Wednesday, August 3, 2016

Delaware Supreme Court rules death penalty unconstitutional

Delaware’s death penalty law is unconstitutional in light of a U.S. Supreme Court ruling from earlier this year addressing the role of the jury in handing down death sentences, the state’s Supreme Court ruled in a split decision reported Buzzfeed.
The decision expresses “the majority‘s collective view that Delaware‘s current death penalty statute violates the Sixth Amendment role of the jury as set forth in Hurst [v. Florida]” — the January U.S. Supreme Court decision addressing the jury’s essential role in the sentencing phase of a death penalty trial.
Specifically, the Delaware court found the statute to be unconstitutional because a judge, independent of the jury, can find “the existence of ‘any aggravating circumstance’” that would be required to impose a death sentence.

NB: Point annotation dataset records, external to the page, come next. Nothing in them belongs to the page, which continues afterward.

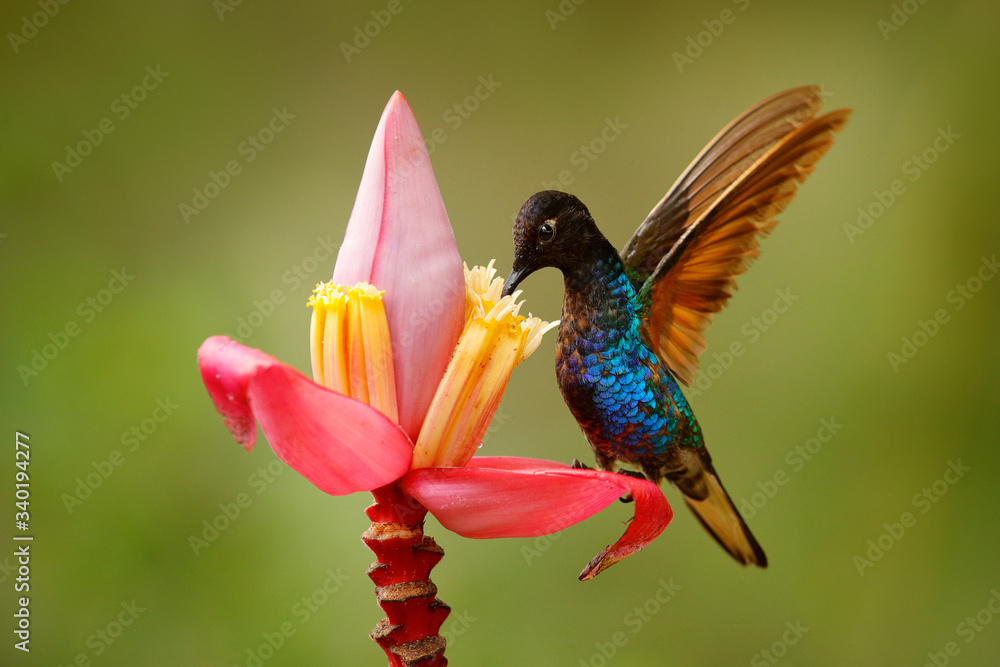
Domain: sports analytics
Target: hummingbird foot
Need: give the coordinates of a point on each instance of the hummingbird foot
(629, 473)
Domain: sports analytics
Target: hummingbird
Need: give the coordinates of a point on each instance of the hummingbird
(633, 322)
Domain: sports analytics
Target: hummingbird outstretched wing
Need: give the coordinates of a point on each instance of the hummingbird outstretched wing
(684, 258)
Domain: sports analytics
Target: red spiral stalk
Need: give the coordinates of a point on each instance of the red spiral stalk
(409, 634)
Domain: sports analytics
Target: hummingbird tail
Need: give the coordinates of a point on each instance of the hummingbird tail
(720, 518)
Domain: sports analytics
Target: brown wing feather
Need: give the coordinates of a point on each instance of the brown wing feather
(697, 276)
(738, 146)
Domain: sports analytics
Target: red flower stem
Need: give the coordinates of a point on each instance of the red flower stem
(401, 572)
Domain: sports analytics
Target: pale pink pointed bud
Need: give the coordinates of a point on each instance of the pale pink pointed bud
(399, 239)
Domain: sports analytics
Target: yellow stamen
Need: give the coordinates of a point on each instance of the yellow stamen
(350, 346)
(495, 340)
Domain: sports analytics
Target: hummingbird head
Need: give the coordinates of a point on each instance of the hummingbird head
(552, 229)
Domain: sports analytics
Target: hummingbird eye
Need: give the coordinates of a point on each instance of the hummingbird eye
(546, 231)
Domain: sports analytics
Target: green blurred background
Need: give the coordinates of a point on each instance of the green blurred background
(223, 68)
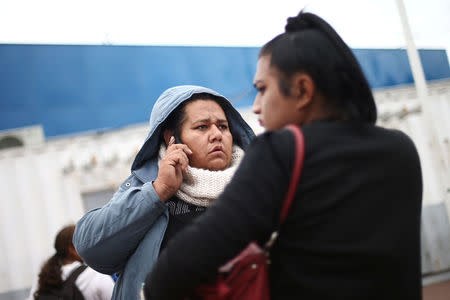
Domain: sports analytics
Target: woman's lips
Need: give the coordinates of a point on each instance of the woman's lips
(217, 149)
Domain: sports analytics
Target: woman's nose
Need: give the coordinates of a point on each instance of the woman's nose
(216, 133)
(256, 108)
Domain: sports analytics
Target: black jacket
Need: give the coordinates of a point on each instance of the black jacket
(353, 231)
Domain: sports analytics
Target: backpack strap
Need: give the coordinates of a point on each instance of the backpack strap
(74, 275)
(296, 170)
(293, 184)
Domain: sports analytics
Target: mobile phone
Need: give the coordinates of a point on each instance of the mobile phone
(177, 139)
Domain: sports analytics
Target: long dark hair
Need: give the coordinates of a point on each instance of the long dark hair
(311, 45)
(50, 275)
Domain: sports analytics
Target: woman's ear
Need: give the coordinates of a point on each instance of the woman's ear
(167, 134)
(303, 90)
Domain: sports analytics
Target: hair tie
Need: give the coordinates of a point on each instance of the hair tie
(296, 24)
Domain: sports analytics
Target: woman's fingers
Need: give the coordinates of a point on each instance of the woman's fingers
(172, 145)
(177, 157)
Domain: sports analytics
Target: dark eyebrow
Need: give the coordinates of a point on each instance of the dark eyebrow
(220, 121)
(256, 82)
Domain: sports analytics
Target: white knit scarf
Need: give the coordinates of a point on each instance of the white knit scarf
(200, 186)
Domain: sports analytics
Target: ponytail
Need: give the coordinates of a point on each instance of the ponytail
(311, 45)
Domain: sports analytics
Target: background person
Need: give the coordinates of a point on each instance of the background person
(169, 185)
(353, 231)
(91, 284)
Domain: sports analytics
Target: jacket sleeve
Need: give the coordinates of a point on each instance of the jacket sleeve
(248, 210)
(106, 237)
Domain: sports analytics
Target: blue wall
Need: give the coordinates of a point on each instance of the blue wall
(71, 89)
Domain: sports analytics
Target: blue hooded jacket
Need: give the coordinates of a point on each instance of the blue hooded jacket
(125, 235)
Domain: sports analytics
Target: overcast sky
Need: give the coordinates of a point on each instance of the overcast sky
(361, 23)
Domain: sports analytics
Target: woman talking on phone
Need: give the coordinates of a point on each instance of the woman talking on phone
(353, 230)
(194, 146)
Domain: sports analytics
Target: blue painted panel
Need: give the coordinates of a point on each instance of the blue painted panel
(76, 88)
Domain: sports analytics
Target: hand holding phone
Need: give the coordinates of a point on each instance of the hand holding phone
(171, 168)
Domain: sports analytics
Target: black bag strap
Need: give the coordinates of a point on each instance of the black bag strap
(293, 184)
(74, 275)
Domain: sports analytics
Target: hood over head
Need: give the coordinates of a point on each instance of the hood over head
(168, 101)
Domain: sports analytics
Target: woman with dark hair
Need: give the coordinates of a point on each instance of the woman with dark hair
(195, 144)
(91, 284)
(353, 231)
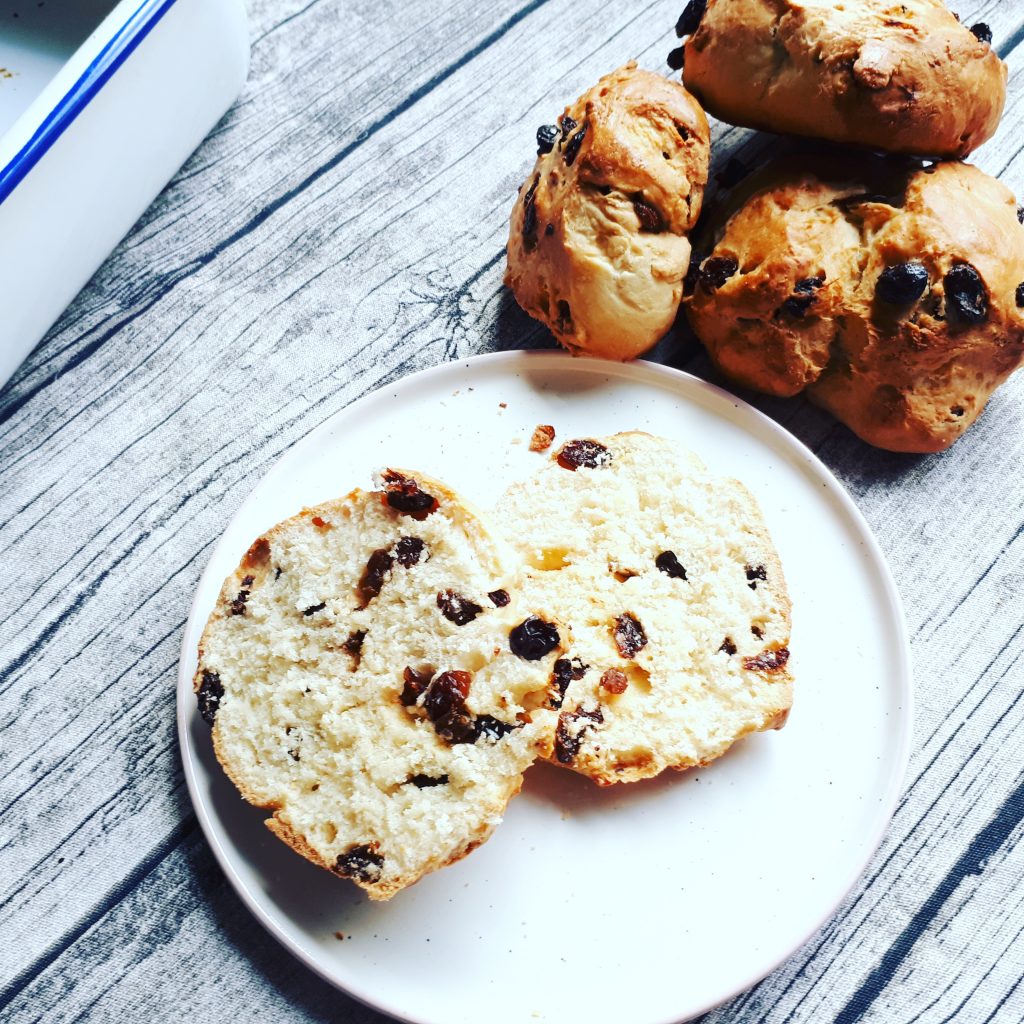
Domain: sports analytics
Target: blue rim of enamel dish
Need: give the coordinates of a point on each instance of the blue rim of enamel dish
(121, 45)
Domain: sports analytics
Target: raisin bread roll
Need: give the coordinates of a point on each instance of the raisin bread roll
(903, 78)
(597, 245)
(358, 677)
(890, 291)
(670, 600)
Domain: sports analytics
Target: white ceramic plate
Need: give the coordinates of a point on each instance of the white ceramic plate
(646, 903)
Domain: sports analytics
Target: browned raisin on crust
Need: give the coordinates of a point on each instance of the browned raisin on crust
(614, 681)
(415, 682)
(403, 495)
(630, 636)
(444, 704)
(363, 862)
(668, 563)
(427, 781)
(544, 434)
(378, 566)
(567, 742)
(582, 453)
(564, 672)
(754, 573)
(239, 604)
(210, 692)
(769, 660)
(534, 638)
(457, 608)
(409, 551)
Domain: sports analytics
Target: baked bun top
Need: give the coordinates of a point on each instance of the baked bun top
(892, 291)
(597, 244)
(902, 78)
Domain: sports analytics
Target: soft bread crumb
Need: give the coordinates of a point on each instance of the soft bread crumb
(310, 724)
(596, 539)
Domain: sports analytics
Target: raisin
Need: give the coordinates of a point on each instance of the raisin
(457, 608)
(534, 638)
(409, 551)
(403, 495)
(210, 692)
(239, 604)
(572, 145)
(563, 322)
(717, 270)
(363, 862)
(353, 646)
(630, 637)
(650, 219)
(544, 434)
(754, 573)
(689, 20)
(529, 216)
(614, 681)
(547, 135)
(444, 704)
(493, 728)
(967, 296)
(571, 727)
(565, 671)
(416, 681)
(572, 455)
(803, 297)
(982, 33)
(669, 564)
(769, 660)
(378, 566)
(692, 275)
(427, 781)
(902, 284)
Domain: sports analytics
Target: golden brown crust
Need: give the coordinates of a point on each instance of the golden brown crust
(597, 245)
(907, 378)
(903, 78)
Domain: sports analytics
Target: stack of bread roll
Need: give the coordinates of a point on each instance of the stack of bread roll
(875, 270)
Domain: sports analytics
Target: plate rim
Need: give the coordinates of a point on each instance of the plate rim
(678, 381)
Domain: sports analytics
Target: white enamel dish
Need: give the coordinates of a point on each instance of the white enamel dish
(646, 903)
(100, 102)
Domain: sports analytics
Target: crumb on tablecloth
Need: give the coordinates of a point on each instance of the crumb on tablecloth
(544, 434)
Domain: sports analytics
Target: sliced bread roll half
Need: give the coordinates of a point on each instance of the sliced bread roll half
(358, 674)
(670, 600)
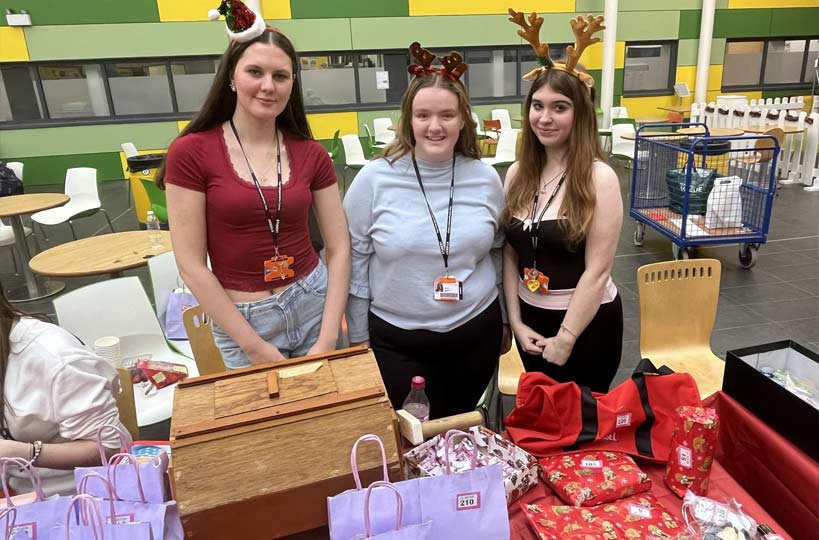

Additionally, the state high court ruled the statute to be unconstitutional because it does not require juror unanimity in finding such aggravating circumstances and does not require the jury to find that the aggravating circumstances outweigh the mitigating circumstances presented. The court found that such a determination about the weighing of aggravating and mitigating circumstances, similarly, must be made unanimously.
Finally, the court ruled that the portions of the statute that it found to be unconstitutional are so intertwined with the remainder of the death penalty statute that it could find “no way to sever” the unconstitutional provisions, leaving “the decision whether to reinstate the death penalty—if our ruling ultimately becomes final—and under what procedures” to the state’s legislature.